I have been practice loading to set up my dies for .223 Rem. Is the bullet held by friction or crimp. I'm used to roll or taper crimping when reloading pistol ammo. I'm a newb to rifle reloading.
It also depends what your goal is. Crimping can improve ES with your handloads sometimes. A friend that I shoot with all the time has a heavy barreled 223 rem, and he was able to use a light crimp as the final step to get the ES down to single digit numbers measured with a labradar, thats after weight sorting brass, annealing, neck turning, etc, etc.... His handloads with 75gr Amax's are incredibly consistent and accurate out to 550yds. Sometimes the crimping can improve consistency with bullet release.
Lee factory crimp die would be the way to go if you choose to.
What about crimping for reloading in a revovler? To crimp or not to crimp?!?
What about crimping for reloading in a revovler? To crimp or not to crimp?!?
If a crimp improves your accuracy, then your neck tension isn't adequate.
If you're using a collet die, crimping is I think necessary because the neck tension is not all that high.

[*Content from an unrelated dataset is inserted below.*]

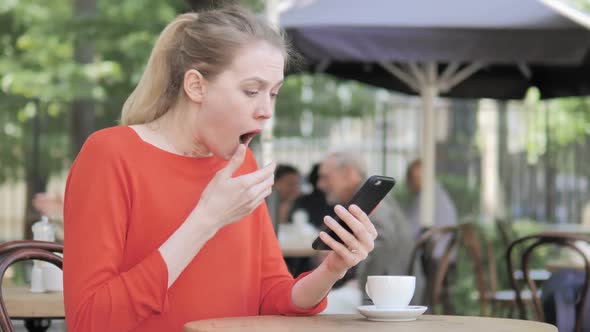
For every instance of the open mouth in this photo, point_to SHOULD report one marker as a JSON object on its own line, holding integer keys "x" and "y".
{"x": 247, "y": 137}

I've experienced bullet set back from recoil slam in the mag box from collet die sizing with no crimp. Neck sized or FL sized brass should be okay though.

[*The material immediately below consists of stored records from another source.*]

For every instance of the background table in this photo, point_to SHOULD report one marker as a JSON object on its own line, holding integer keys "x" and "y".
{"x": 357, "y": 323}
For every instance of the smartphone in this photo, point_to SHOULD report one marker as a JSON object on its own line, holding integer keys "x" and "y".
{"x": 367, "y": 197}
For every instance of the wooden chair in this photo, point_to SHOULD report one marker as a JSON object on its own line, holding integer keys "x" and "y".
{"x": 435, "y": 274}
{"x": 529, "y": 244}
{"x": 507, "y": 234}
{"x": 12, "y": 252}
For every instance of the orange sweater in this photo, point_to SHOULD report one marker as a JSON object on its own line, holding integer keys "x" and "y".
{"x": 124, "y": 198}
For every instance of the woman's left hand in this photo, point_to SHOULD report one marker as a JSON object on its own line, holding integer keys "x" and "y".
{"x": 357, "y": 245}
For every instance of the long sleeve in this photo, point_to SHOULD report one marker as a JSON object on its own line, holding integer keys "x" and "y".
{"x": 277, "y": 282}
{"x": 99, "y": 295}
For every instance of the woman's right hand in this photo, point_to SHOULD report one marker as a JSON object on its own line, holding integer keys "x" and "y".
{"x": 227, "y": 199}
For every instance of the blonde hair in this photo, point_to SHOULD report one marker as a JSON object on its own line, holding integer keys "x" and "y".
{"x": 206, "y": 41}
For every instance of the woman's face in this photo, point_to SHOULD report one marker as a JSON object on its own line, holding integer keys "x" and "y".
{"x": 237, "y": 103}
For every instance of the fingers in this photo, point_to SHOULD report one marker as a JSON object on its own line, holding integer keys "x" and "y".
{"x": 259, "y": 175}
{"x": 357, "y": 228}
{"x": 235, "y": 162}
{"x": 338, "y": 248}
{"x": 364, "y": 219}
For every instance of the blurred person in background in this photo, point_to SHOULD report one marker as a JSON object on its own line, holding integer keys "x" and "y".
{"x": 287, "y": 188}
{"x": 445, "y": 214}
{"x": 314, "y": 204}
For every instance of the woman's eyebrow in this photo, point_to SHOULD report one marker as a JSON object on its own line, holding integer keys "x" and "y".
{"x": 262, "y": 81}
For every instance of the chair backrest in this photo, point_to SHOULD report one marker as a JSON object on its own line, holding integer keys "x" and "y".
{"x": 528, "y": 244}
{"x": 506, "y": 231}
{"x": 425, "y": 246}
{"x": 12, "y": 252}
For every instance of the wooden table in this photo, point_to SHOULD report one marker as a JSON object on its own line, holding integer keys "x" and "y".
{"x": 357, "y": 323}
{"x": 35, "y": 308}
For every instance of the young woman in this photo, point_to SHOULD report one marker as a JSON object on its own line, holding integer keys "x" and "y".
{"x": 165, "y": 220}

I agree, but sometimes it's tough to get adequate and consistent neck tension without causing concentricity problems with the brass. Thats why a crimp can sometimes solve the problem without causing others.
I simply use a smaller diameter neck bushing to fix the real issue, rather than resorting to a band aid like crimping.

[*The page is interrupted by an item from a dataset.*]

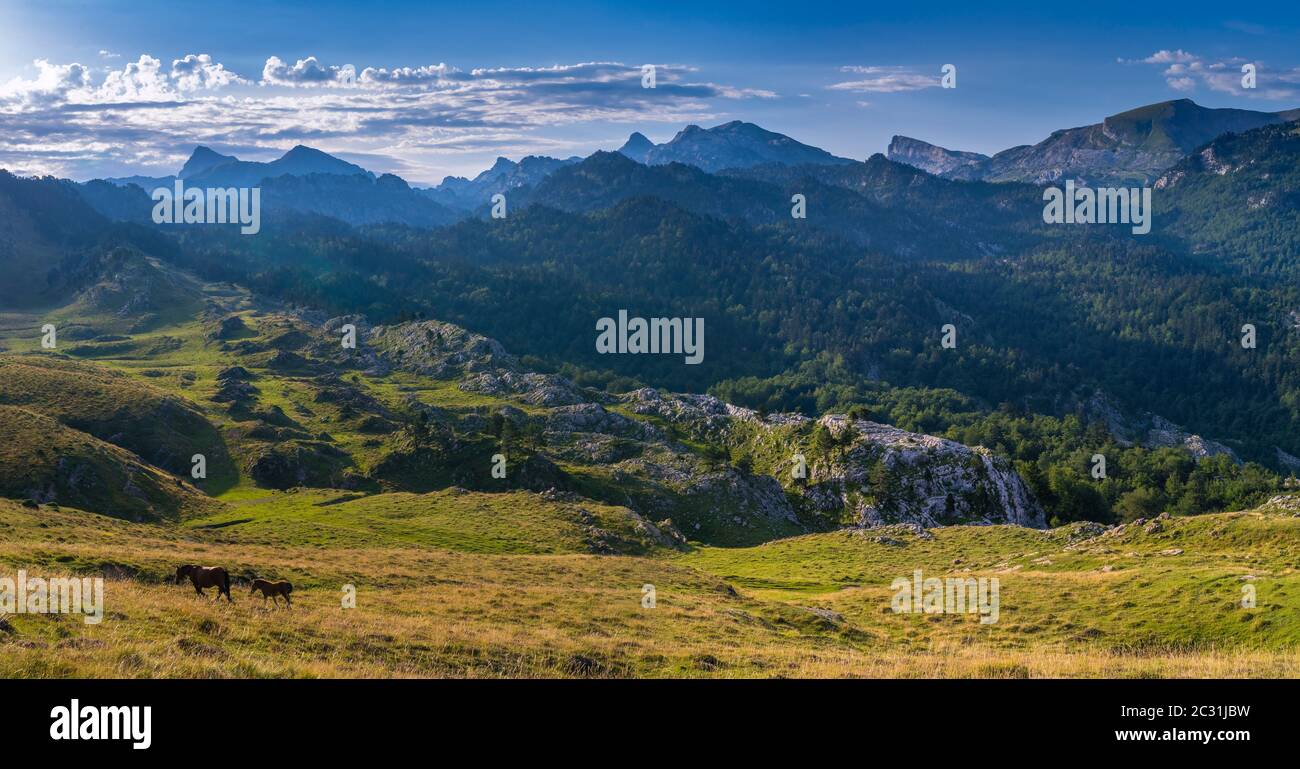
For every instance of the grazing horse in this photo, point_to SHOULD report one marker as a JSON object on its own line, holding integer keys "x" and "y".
{"x": 272, "y": 590}
{"x": 206, "y": 577}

I agree again, that can work, but it can also cause inconsistent concentricity during seating with the higher neck tension. I know that can be solved with more expensive seating dies and presses, but my point is excellent results can happen using affordable equipment and good techniques.
I don't consider a crimp a "band aid" when it can produce consistent and repeatable results.
Isn't crimping a form of neck tension? Isn't the goal of neck tension to hold the bullet in the brass at a specific overall length and release that grip at a consistent chamber pressure? I'd say if a crimp helps achieve that in some situations then it's not a band aid.It's a band aid when the real issue is neck tension, and you aren't resolving the real issue.